Après sa mort, les choses s’étaient effondrées de l’intérieur. Les protagonistes étaient d’abord restés debout. Coquilles remplies de cendre. Ça s’était délité lentement. Son couple. La bonne humeur de Xavier. Son travail. Sophie haïssait le malheur qui se lisait sur les traits des siens. Elle n’appartient pas à cette élite que l’expérience de la douleur grandit. Elle ne souhaitait pas le bien de son prochain. Elle était stupéfaite du peu de bruit qu’avait fait son apocalypse dans le monde, elle était stupéfaite de ce que la vie continue, pour autrui, comme si de rien n’était. Elle serrait les dents quand elle voyait des mères ravies couver leurs enfants du regard, elle serrait son poing quand elle croisait les gens heureux au supermarché. Elle désirait que chaque personne passe par où était passée sa famille, elle désirait que tout le monde sache ce que c’est qu’un monde divisé en deux. Avant la perte, et après. Elle aurait voulu croire en Dieu, pour pouvoir demander : pourquoi eux ?
Les objets de la maison se classaient en deux catégories : ceux qui existaient du temps de Nicolas, et ceux qui étaient arrivés après. Chaque ampoule qu’on changeait était une poignée de terre supplémentaire jetée sur le cercueil de son fils. Elle fondait en larmes quand la machine à café lâchait. Cette machine qu’il avait touchée. Une tasse qu’on brisait en la passant sous l’eau lui déchirait le ventre. Cette tasse qu’il avait rincée si souvent après avoir bu son café, le matin.
Son mari était parti. Le drame les avait d’abord soudés, tels deux siamois collés par une brûlure. Puis il n’avait plus supporté. Il avait eu le courage de l’admettre. Il n’en pouvait plus. L’atmosphère dans la maison. Cette culpabilité enragée, mêlée à du déni. Il était monté dans une autre histoire, avec une femme pas abîmée. Il l’avait plantée là. Il avait littéralement fui. Elle n’avait plus entendu parler de lui.

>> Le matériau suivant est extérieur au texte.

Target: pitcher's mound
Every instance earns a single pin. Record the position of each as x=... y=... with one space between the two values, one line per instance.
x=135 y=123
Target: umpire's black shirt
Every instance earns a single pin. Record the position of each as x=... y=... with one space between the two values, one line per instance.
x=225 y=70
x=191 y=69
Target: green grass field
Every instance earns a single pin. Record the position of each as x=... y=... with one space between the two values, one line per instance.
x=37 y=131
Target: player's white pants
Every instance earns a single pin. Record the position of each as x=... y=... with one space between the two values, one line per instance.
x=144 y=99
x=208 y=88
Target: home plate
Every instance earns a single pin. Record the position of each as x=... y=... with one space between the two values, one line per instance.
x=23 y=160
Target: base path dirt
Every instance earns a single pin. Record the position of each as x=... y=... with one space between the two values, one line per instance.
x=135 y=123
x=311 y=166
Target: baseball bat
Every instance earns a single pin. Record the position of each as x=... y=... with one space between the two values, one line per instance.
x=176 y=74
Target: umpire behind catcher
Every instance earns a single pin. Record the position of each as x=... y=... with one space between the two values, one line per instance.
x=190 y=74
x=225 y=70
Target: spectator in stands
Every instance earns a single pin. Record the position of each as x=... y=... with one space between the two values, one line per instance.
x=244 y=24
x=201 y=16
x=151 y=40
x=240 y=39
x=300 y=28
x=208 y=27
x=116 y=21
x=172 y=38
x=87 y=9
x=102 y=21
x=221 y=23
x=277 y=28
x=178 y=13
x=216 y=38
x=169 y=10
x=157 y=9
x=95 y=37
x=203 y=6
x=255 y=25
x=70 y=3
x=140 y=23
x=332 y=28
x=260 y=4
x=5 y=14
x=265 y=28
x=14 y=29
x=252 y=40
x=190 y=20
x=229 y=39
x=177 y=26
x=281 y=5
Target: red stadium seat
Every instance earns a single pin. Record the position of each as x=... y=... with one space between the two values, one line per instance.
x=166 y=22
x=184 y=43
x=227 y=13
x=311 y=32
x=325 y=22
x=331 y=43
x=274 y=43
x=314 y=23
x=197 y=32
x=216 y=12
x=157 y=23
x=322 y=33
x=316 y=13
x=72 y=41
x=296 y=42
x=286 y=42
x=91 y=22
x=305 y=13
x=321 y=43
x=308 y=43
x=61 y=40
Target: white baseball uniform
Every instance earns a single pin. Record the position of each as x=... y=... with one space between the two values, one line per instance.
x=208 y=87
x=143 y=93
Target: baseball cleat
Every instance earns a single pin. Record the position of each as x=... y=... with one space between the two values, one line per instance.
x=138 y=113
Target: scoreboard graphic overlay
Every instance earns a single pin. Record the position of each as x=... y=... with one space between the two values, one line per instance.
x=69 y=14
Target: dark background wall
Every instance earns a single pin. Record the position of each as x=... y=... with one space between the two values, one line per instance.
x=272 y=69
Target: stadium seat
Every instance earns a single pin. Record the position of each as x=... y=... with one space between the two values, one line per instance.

Elle est sûre que Xavier voit encore son père. Mais il ne veut pas lui en parler. De cette séparation non plus elle n’a jamais pu se remettre. Elle n’est pas dans le camp des forts. Elle voit bien, sur les visages des gens qu’elle connaît, une impatience – après tout ce temps, souffrir encore, est-ce bien normal. Elle leur souhaite, à tous, de vivre ce qu’elle a vécu.
Il est hors de question qu’elle s’en remette. Ça ne l’intéresse pas. C’est probablement la raison pour laquelle Marie-Ange ne veut pas que sa petite fille aille seule chez sa grand-mère. La vieille est dingue. Elle porte encore le deuil.